All the clocks of the City of Spires were striking three as Kenyon and Graham supported each other out into the quiet and deserted street. There was much powder on Graham's coat and a patch of crimson on Kenyon's left cheek.
"Life with a big L, Graham, my boy," said Kenyon a little thickly.
"A hell of a big L," said Graham, with a very much too loud laugh at his feeble joke. "You certainly do know your way about."
"And most of the short cuts," said Kenyon dryly. "Presently I shall scale the wall of St. John's, climb through the window of one of our fellows who's about to take holy orders, and wind up the night in the hospitable arms of Morpheus." This eventually Graham watched him do, with infinite delight, and was still wearing a smile of self-congratulation as he passed the door of his mother's bedroom in the hotel and entered his own.
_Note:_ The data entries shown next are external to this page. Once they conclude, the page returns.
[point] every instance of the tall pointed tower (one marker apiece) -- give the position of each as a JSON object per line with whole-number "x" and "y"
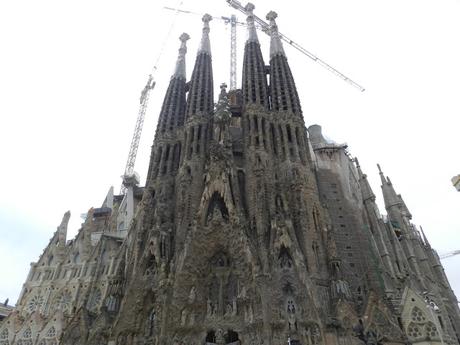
{"x": 250, "y": 230}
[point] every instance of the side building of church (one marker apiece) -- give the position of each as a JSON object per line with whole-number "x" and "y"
{"x": 251, "y": 229}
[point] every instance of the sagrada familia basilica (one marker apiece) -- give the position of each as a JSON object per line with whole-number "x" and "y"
{"x": 251, "y": 229}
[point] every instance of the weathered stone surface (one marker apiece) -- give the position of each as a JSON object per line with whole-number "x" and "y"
{"x": 250, "y": 230}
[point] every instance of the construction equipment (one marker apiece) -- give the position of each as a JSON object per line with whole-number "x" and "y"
{"x": 130, "y": 177}
{"x": 449, "y": 254}
{"x": 232, "y": 20}
{"x": 266, "y": 28}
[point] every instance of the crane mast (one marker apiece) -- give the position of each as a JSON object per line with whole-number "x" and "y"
{"x": 144, "y": 100}
{"x": 265, "y": 28}
{"x": 233, "y": 52}
{"x": 232, "y": 20}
His father heard the heavy footsteps as they went along the passage, but imagined that they were those of the night watchman on his rounds.
Fate is the master of irony.
IX
The following morning at eight o'clock Peter, as fit as a fiddle, stalked into Kenyon's bedroom and flung up the blind. The sun poured in through the open window. Innumerable sparrows twittered among the trees in the gardens and scouts were moving energetically about the quad. From the other windows the sounds of renewed life were coming. The great beehive of a college was about to begin a new and strenuous day.
Kenyon was sleeping heavily with a blanket drawn about his ears. His clothes were all over the floor and a tumbler one-fourth filled with whiskey stood on the dressing-table among a large collection of ivory-backed brushes, links, studs, tie-pins and other paraphernalia which belong to men of Kenyon's type,—the bloods of Oxford. With a chuckle, Peter dipped a large sponge in the water of the hip-bath which had been placed ready on the floor, and throwing back the blanket squeezed its contents all over Kenyon's well-cut face.